Bielefelds Polizei meldet Rekordanstieg bei politischer Kriminalität 2024
Harro PohlBielefelds Polizei meldet Rekordanstieg bei politischer Kriminalität 2024
Polizei Bielefeld veröffentlicht Jahresbericht 2024 zu politisch motivierter Kriminalität
Die Bielefelder Polizei hat ihren Jahresbericht 2024 zu politisch motivierter Kriminalität (PMK) vorgelegt. Die Gesamtzahl der Straftaten stieg demnach deutlich um 32,2 % auf 1.163 Delikte an. Gewalttaten gingen im gleichen Zeitraum jedoch spürbar zurück.
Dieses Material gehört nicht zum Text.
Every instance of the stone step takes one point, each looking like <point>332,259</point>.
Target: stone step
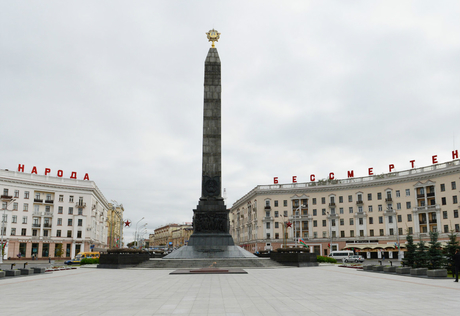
<point>155,263</point>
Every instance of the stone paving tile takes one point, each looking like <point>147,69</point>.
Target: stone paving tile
<point>323,290</point>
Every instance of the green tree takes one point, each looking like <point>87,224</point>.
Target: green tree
<point>409,256</point>
<point>450,249</point>
<point>421,255</point>
<point>435,259</point>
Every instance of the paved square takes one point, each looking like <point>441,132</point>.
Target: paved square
<point>323,290</point>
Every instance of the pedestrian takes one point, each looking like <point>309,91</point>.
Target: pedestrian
<point>456,258</point>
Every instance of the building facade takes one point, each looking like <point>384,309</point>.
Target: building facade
<point>51,217</point>
<point>334,214</point>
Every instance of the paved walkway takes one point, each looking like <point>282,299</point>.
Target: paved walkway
<point>323,290</point>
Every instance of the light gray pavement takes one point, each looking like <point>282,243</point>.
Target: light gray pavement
<point>323,290</point>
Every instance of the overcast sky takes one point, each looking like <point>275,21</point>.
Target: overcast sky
<point>115,89</point>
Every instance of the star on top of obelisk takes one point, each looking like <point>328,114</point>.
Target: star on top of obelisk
<point>213,36</point>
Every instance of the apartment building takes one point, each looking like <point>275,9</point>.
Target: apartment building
<point>334,214</point>
<point>51,217</point>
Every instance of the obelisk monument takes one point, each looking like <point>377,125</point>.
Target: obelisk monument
<point>211,238</point>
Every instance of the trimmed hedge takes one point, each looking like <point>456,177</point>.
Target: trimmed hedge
<point>325,259</point>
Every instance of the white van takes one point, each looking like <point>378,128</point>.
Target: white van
<point>341,254</point>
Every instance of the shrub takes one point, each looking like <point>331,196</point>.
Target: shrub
<point>325,259</point>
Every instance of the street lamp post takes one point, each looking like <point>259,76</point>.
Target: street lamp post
<point>5,203</point>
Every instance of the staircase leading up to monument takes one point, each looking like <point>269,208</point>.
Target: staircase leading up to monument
<point>206,263</point>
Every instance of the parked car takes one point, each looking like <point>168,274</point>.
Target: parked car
<point>354,258</point>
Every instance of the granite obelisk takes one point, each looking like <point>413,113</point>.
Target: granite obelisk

Laut Bericht nahm die politisch motivierte Kriminalität 2024 deutlich zu: Die Fallzahlen kletterten auf 1.163 – ein Anstieg um 32,2 % im Vergleich zum Vorjahr. Haupttreiber dieser Entwicklung waren rechtsextreme Straftaten sowie andere ideologische Zuordnungen.
Besonders stark stieg die Zahl der PMK-Delikte im Zusammenhang mit sozialen Medien: Hier verzeichnete die Polizei einen Anstieg um 72,9 % auf 166 Fälle. Davon wurden 99 als Hasspostings eingestuft, mehr als die Hälfte davon stand im Zusammenhang mit Rechtsextremismus. Gleichzeitig sank die Zahl der gewalttätigen PMK-Straftaten von 58 auf nur noch 22.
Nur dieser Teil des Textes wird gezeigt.